The fall

China changes

In China, with the liberalisation of the economy following the death of Mao Zedong, the corset of the oppressive state was relaxed. Hopes for deeper changes were buried with the massacre at Tiananmen Square in Beijing on June 4, 1989. Student protests expressing the desire to democratize public life were suppressed by the army and their leaders arrested. The pacification has exacted several hundred deaths - according to official figures of 200-300 - and several thousand injured. Memories of these events in the PRC are still covered by censorship to this day. The authoritarian nature of the Communist Party's regime is clearly reflected in the persecution of religious communities that do not submit to state control. This applies especially to Christians, who, after Buddhists, are the largest group of several dozen million. Catholic and Protestant places of worship are being destroyed and Christian activists are being imprisoned.

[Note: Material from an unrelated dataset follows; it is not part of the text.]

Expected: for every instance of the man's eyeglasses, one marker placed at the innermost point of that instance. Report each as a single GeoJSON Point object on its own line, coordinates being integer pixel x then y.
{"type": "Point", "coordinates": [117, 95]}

Communist China has also continued to persecute the inhabitants of Tibet, which was occupied from 1950 to 1951 and which was particularly hard hit by repression. The>persecution of Buddhist monks and the suppression of manifestations of independent living continue to this day in Tibet, which, like the crimes committed in the penitentiary system against the citizens of the PRC, clearly shows how far the Middle Kingdom, which is ruled by the Communist Party, has come to the standards of liberal democracy.